Of course, this principle of consistency would be thrown out in the 2022 English Wikipedia discussion on whether to switch the default to the new "Vector 2022" skin, which was going to be allowed to opt-out of the interface everyone else was using if they voted against it.

Had the French Wiktionary been allowed to switch their default to Timeless, it would've continued to get more attention from users and developers, likely leading to more wikis asking for it to become the default.

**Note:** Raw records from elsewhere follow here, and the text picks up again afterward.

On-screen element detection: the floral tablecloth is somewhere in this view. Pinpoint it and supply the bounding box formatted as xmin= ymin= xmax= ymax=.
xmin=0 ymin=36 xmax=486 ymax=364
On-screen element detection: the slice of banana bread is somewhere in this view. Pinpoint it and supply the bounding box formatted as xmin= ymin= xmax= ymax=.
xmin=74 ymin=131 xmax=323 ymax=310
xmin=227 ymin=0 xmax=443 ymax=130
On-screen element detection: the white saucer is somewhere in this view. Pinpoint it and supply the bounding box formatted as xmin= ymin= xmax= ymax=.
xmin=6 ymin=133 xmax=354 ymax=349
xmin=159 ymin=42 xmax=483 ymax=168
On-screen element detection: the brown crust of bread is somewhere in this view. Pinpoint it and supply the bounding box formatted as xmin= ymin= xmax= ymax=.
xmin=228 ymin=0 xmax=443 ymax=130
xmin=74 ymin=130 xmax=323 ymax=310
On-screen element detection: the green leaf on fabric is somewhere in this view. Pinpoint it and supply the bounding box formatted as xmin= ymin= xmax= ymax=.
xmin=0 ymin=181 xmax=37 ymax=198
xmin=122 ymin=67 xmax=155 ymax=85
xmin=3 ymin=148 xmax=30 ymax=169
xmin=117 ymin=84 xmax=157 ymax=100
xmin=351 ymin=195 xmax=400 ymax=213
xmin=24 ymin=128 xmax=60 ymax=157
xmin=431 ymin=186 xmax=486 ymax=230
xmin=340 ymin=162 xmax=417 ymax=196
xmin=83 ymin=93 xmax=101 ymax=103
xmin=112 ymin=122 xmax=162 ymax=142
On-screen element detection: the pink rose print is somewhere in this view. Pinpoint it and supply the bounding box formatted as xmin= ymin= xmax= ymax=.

You can skim through how Vector 2022 came about. Just imagine if even a fraction of those resources had gone toward moving forward with Timeless, backing a volunteer-driven project. It's just sad to think of it now.

So...

I started this story with Jorm's op-ed rather than a history of MediaWiki skins because I think he accurately captured that the skin is just a subset of the broader workflows that Wikipedians go through that desperately need improvement. Unfortunately that focus on workflows has been lost and it shows, we're all still using the same gadgets for critical workflows that we were 10 years ago. (I won't go into detail on the various Timeless features that make workflows easier rather than more difficult.)

Vector 2022, coming 12 years after the original Vector, is a rather narrow subset of fixes to the largest problems Vector had (lack of responsiveness, collapsed personal menu, sticky header, etc.). It's just not the bold change we need. Timeless, far from perfect, was certainly a lot closer.